Faced with an increasingly repressive political and legal environment in Hungary, the Open Society Foundations are moving over 100 of their Budapest-based staff to Berlin.
The decision to move operations out of Budapest comes as the Hungarian government prepares to impose further restrictions on nongovernmental organisations.
‘The government of Hungary has denigrated and misrepresented our work and repressed civil society for the sake of political gain, using tactics unprecedented in the history of the European Union,’ said Patrick Gaspard, president of the Open Society Foundations. ‘The so-called Stop Soros package of laws is only the latest in a series of such attempts. It has become impossible to protect the security of our operations and our staff in Hungary from arbitrary government interference.’
The new legislation would block any organisation from advising or representing asylum seekers and refugees without a government license. The government has indicated that these laws are intended to stop the work of leading Hungarian human rights organisations and their funders, including the Open Society Foundations.
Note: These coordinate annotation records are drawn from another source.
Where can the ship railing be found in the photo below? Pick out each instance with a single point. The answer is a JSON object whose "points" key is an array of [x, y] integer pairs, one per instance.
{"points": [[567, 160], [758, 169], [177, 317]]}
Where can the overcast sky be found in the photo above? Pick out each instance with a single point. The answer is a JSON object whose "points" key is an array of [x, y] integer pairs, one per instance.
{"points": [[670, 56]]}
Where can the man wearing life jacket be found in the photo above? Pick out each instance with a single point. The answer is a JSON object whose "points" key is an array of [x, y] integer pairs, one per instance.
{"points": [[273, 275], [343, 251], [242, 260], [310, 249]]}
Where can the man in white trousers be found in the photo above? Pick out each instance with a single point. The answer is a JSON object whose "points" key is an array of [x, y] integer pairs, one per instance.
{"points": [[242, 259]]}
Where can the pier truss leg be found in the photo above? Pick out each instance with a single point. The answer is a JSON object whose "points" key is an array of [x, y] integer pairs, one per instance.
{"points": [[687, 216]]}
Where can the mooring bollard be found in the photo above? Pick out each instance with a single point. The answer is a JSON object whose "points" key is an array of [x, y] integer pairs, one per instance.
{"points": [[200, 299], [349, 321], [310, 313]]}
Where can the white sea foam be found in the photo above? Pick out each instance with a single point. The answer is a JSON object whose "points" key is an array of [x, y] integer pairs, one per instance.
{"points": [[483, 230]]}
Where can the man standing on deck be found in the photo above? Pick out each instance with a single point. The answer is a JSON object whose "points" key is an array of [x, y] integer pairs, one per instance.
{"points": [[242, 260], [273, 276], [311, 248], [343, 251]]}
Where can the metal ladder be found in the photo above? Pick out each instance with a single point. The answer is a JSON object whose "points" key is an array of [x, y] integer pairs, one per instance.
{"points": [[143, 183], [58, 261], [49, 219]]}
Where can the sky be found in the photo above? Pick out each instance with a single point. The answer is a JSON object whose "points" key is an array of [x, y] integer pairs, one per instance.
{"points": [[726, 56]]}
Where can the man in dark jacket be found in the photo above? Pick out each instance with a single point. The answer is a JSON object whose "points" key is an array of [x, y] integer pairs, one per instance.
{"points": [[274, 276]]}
This development continues a trend of a rise in restrictive laws shriking the space for civil society, despite European foundations joining forces to fund initiatives aimed at strengthening civil society and safeguarding democratic values in Europe only last year.
The Open Society Foundations are the first of several prominent foundations increasing its activities in Berlin and it seems on cusp of becoming a major philanthropic capital. The Bill and Melinda Gates Foundation are expanding their office, and British foundations with an eye on Brexit evaluating their options.
Around 60 per cent of the staff being moved to Berlin are Hungarian nationals, including several who have worked for the Open Society Foundations for more than a decade. The Association of German Foundations has co-created an ‘Arrival Program’ for international staff of philanthropic institutions which will include specialised legal advice, and life and family support in addition to membership to the association.